Davis received a temporary promotion to major general on June 1, 1970, which was made permanent on April 5, 1971. He was a commandant of the U.S. Army War College from 1971 to 1974, when he retired from active duty.

Davis's principal awards and decorations included two Distinguished Service Medals, the Distinguished Flying Cross, two awards of the Legion of Merit, the Purple Heart and the Bronze Star Medal with V for Valor. His wartime service included three major campaigns in World War II in Europe, and four in the war in Vietnam.
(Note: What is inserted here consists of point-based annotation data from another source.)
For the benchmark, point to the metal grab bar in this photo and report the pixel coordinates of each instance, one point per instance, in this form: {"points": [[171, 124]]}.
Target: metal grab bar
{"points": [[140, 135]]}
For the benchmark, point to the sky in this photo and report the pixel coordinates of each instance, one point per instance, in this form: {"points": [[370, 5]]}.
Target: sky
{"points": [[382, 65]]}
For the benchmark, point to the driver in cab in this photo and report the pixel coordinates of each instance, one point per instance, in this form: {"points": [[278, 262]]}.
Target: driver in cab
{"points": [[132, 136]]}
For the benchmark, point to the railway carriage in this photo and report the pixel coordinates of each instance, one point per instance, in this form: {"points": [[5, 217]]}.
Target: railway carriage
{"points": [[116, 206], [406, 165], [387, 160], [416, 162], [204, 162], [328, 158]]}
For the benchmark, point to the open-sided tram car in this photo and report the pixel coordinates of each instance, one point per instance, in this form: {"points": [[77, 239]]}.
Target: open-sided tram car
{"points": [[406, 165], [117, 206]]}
== Transcendental Meditation ==
Davis was a practitioner of Transcendental Meditation and advocated its use to reduce the stress of soldiers. He was also a founding member of the board of trustees at Maharishi International University (MIU) (now called Maharishi University of Management). At MIU, General Davis was also an International Resource Faculty member for the United States in Military Science.

== Writing ==
In 1950, Davis wrote for a contest that was designed to "stimulate creative writing among [military] personnel during their off-duty time." He was among three winners of the Army-wide writing contest. One of the prizes for the honor was to be published in Collier's magazine.
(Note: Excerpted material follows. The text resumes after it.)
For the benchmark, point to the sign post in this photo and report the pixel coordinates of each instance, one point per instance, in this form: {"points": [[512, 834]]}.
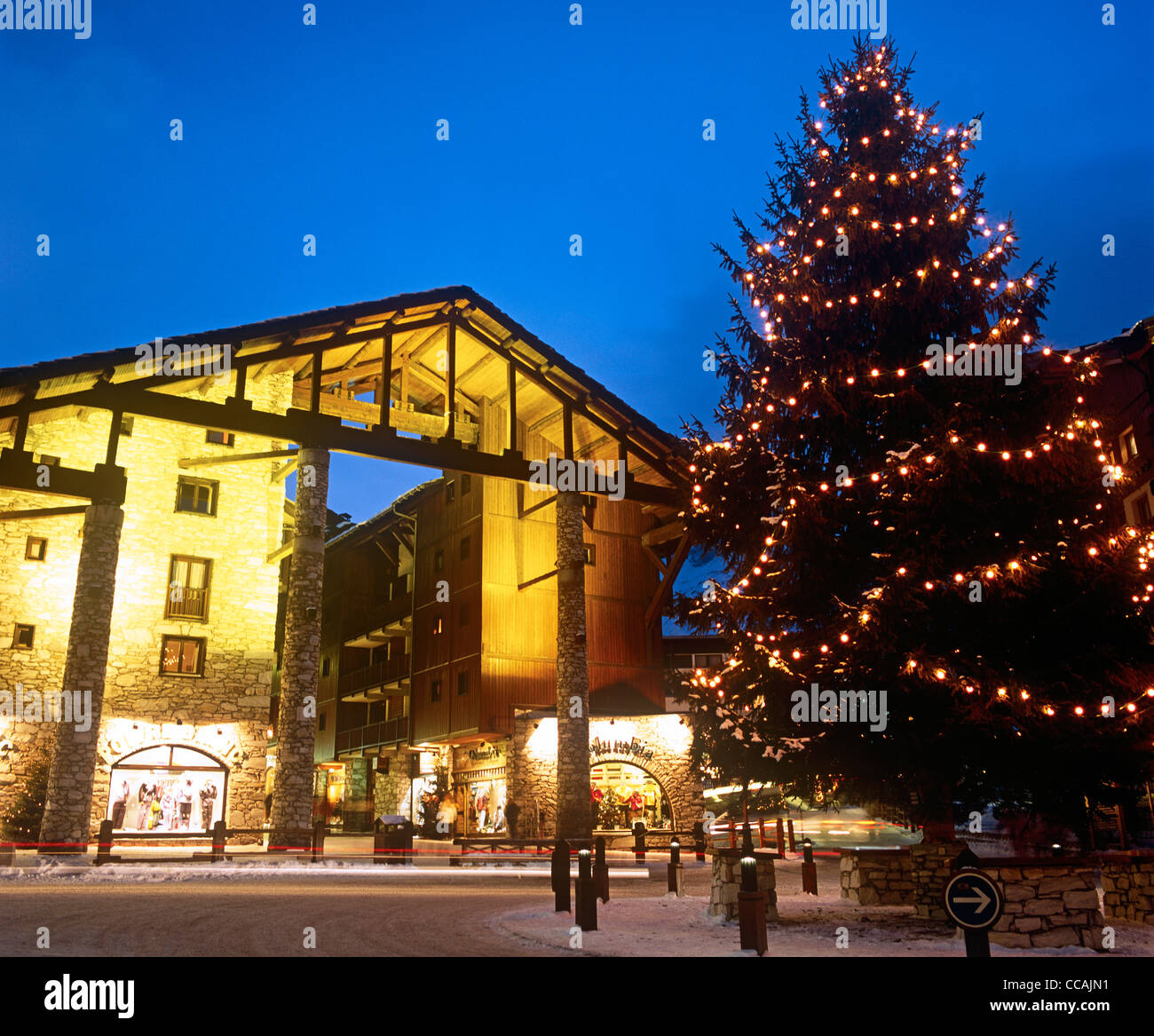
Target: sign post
{"points": [[974, 902]]}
Davis wrote books of fiction and historical nonfiction. Two of his early books were published with his military rank attached to his name: "Col. Franklin M. Davis Jr.":
- Kiss the Tiger, (A Quinn Leland Espionage Thriller) Pyramid Books, 1961
- The U.S. Army Engineers—Fighting Elite, Franklin Watts, 1967
Davis' books published without rank are:
- The Naked and the Lost, Lion, 1954. Subject is the Korean War, 1950–1953
- Spearhead, Permabook, 1957. Subject 3rd Armored Division (Spearhead) during World War II.
- A Medal For Frankie, Pocket Books, 1959. 35 cents.
- Break Through, 1961
- Bamboo Camp #10, 1962
- Secret Hong Kong (A Quinn Leland Espionage Thriller), 1962
- Combat! The Counterattack, (Illustrated by Arnie Kohn), 1964
- Come As a Conqueror, (The United States Army's Occupation of Germany 1945–1949. Nonfiction), 1967
- Across the Rhine (Time Life, World War II Collector's Edition), 1980 ISBN 0-809-42543-2

== Personal ==
Davis married Erma Stuart Alvord (September 17, 1918 – August 28, 2003) at Fort Benning, Georgia on July 18, 1942. They had two sons and three grandchildren. Their eldest son, First Lieutenant Stephen Winfield Davis (November 6, 1943 – August 18, 1967), was killed in action in Vietnam. General Davis had arrived in Vietnam for the first time only two weeks before and accompanied the body back to the United States for burial.

Davis and his wife lived in Arlington, Virginia. He died from cancer at the Walter Reed Army Medical Center in Washington, D.C. at age 62. After his death, his wife moved to Charleston, South Carolina to be closer to their younger son and his family. Davis is buried alongside his wife and eldest son at Arlington National Cemetery.